Several potential mechanisms may help explain the unfavorable prognosis of BCa-2. First, it is possible that BCa-2 are different from BCa-1 in tumor biology. Similar to a previous study on BCa-2 after HL [15], our data indicate that BCa-2, in general, are characterized by less aggressive tumor at diagnosis, including early stage and smaller size, potentially due to the early detection during the clinical follow-up for the first malignancy. However, as our data suggest that the non-aggressive clinical features did not translate to a better prognosis of BCa-2. Behrens et al. reported [32] the overall frequency of microsatellite alterations in BCa-2 after HL was substantially higher than that in BCa-1, potentially influenced by immunosuppression and radiation exposure due to HL. A line of research also suggests that ionizing radiation may lead to breast carcinogenesis via radiation-induced amplification of proto-oncogene c-MYC [33]. Synergistic effect on a second malignancy has been postulated when the first malignancy was treated with both radiation and chemotherapy [34]. Interestingly, we found greater risk increase of breast cancer-specific mortality in BCa-2 patients who underwent chemotherapy and radiotherapy for the first malignancy. Moreover, genetic susceptibility may contribute to the multiple malignancies in an individual. For example, genetic variants in BRCA locus are associated with breast and ovarian cancers [11]. It is plausible that BCa-2 developed in survivors of ovarian cancer are driven by shared genetic variants and, thus, different from sporadic cases. This may partly explain our findings on the particularly worse prognosis of BCa-2 after ovarian cancer. A recent study also showed that breast cancer developed between two screenings, a known type of worse prognosis, is more likely to have a non-breast malignancy before and after breast cancer diagnosis, potentially through rare deleterious mutations in cancer genes [12]. Further research is warranted to understand mutations leading to BCa-2 after other malignancies.

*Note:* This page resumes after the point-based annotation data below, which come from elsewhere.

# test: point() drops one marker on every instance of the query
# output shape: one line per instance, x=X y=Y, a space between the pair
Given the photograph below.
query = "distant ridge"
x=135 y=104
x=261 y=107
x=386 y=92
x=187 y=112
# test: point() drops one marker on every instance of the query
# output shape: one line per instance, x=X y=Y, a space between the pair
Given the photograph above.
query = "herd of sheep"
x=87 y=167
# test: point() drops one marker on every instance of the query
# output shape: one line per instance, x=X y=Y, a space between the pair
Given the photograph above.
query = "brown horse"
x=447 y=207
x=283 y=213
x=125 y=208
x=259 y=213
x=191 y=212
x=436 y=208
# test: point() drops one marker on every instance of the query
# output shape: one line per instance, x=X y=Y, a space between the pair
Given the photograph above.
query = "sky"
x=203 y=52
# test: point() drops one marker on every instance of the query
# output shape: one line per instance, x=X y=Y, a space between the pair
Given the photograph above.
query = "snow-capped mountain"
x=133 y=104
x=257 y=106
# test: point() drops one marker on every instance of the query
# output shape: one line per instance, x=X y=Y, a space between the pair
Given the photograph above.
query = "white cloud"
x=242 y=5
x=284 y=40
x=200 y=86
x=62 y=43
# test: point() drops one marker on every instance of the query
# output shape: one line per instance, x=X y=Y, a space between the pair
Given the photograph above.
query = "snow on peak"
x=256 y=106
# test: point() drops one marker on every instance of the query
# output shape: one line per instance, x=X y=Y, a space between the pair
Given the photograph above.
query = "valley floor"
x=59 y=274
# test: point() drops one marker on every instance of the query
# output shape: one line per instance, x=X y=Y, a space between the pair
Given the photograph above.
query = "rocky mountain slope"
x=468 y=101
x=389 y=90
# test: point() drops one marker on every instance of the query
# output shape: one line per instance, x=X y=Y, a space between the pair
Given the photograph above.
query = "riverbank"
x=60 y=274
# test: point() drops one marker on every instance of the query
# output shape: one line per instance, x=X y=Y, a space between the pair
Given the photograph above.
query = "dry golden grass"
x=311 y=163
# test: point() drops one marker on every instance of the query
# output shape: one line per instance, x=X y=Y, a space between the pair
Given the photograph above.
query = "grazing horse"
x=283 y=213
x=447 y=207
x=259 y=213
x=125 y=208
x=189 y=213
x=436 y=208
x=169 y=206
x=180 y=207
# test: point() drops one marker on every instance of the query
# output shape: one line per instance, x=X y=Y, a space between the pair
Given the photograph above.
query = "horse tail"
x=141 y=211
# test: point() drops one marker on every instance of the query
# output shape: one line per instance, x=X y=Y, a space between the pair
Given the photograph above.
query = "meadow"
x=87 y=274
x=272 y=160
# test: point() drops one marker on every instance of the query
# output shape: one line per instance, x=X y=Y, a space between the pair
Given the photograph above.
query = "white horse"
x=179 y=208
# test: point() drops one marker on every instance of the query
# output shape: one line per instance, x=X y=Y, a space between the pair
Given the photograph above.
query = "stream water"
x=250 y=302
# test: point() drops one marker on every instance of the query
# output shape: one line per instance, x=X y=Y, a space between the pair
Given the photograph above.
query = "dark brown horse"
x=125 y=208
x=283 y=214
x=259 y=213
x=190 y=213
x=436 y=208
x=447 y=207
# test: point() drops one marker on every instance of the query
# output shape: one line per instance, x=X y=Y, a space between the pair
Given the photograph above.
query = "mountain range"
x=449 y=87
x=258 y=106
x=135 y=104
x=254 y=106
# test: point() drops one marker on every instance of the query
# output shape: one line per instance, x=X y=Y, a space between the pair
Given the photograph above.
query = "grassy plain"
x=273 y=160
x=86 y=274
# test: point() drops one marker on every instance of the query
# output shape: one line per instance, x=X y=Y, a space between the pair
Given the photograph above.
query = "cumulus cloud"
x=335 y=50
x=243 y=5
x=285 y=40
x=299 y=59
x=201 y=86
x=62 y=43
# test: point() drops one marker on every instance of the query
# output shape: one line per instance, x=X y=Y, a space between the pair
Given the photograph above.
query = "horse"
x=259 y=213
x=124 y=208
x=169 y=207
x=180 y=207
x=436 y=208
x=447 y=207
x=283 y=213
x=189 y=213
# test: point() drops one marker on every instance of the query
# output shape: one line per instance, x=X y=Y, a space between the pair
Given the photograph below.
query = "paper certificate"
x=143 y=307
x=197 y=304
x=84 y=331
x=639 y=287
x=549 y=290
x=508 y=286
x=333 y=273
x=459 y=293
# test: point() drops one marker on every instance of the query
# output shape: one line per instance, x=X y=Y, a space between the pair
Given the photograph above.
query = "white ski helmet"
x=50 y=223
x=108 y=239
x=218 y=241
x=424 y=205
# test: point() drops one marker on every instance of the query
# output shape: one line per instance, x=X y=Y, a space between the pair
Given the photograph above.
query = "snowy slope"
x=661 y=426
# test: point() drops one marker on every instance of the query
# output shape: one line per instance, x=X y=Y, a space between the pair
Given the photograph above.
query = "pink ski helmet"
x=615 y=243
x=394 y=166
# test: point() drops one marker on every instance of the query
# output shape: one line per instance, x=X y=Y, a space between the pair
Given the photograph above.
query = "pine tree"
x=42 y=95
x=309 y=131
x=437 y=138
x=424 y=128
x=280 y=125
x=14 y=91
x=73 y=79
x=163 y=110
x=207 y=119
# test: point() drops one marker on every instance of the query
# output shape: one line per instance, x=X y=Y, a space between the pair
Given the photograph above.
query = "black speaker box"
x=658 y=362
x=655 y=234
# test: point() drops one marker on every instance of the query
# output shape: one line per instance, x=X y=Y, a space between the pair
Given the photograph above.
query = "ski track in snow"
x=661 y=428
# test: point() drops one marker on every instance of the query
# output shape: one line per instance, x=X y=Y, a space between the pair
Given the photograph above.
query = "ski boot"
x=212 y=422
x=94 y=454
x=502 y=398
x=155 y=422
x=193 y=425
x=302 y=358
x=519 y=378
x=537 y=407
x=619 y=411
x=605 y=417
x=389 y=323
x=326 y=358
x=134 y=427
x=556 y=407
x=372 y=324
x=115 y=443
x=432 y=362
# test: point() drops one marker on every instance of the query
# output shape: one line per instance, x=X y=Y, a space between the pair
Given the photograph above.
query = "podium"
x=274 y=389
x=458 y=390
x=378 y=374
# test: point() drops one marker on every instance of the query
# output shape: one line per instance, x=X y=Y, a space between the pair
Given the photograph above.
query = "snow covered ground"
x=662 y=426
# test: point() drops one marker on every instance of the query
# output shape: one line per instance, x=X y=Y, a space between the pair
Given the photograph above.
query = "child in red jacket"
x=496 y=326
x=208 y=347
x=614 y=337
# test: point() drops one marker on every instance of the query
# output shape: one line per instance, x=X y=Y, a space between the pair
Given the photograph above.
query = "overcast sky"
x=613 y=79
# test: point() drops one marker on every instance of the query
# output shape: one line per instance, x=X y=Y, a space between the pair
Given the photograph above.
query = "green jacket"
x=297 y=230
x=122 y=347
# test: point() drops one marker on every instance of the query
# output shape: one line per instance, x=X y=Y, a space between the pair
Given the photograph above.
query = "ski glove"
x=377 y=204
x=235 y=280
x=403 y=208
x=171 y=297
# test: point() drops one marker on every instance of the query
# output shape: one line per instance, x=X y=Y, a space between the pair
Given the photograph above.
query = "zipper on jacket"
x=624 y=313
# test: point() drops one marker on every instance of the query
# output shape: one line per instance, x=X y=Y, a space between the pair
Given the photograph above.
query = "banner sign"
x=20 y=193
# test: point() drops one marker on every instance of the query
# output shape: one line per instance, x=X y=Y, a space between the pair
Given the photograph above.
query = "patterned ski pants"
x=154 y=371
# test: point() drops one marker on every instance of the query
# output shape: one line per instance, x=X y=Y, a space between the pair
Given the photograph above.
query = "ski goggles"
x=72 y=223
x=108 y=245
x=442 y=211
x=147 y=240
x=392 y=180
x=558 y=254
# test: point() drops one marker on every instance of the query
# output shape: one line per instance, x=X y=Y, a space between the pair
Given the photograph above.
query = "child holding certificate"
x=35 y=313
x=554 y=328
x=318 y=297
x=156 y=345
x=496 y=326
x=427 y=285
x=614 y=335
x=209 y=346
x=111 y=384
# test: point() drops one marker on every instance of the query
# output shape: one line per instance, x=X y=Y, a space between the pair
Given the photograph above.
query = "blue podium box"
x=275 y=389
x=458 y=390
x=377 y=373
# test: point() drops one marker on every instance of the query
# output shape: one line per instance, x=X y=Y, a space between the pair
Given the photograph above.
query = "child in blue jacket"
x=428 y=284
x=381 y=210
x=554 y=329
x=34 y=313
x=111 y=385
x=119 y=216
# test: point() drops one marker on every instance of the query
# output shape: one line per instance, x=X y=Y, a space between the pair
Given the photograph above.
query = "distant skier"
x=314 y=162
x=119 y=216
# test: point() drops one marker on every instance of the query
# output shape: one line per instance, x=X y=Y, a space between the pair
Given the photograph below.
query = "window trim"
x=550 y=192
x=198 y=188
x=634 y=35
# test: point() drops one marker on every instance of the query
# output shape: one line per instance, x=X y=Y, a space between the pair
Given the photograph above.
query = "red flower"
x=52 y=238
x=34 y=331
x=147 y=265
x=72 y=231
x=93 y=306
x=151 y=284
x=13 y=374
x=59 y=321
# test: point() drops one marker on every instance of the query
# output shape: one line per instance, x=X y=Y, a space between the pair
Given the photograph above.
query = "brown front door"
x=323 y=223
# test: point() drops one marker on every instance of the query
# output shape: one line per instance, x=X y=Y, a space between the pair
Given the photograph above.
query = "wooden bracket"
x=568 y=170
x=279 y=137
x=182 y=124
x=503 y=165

Second, the clinical management for BCa-2 may be less intensive than BCa-1. This has been acknowledged in previous studies, suggesting that BCa-2 in HL survivors were less treated than BCa-1 with similar tumor characteristics [15, 17]. The present study further confirmed that BCa-2 in cancer survivors were in general less treated, particularly when the first malignancy is considered of poor prognosis. For instance, we found greater risk increase of breast cancer-specific mortality in BCa-2 when the first malignancy was diagnosed at a more advanced stage, even though we exhaustively controlled for treatment modes.

Conclusions

Our findings suggest that, overall, patients with BCa-2 have worse breast cancer-specific survival, compared with their BCa-1 counterparts, although the risk elevation is mild. Active clinical management may be considered for high-risk groups, for example, patients with a prior lung, bladder, ovarian, or blood malignancy. On the other hand, our findings may add to the current discussion in support of broader inclusion of the other BCa-2 subgroups, who have a comparable prognosis with BCa-1, in clinical trials. Future research is also required to understand the potential difference between BCa-2 and BCa-1 regarding tumor biology.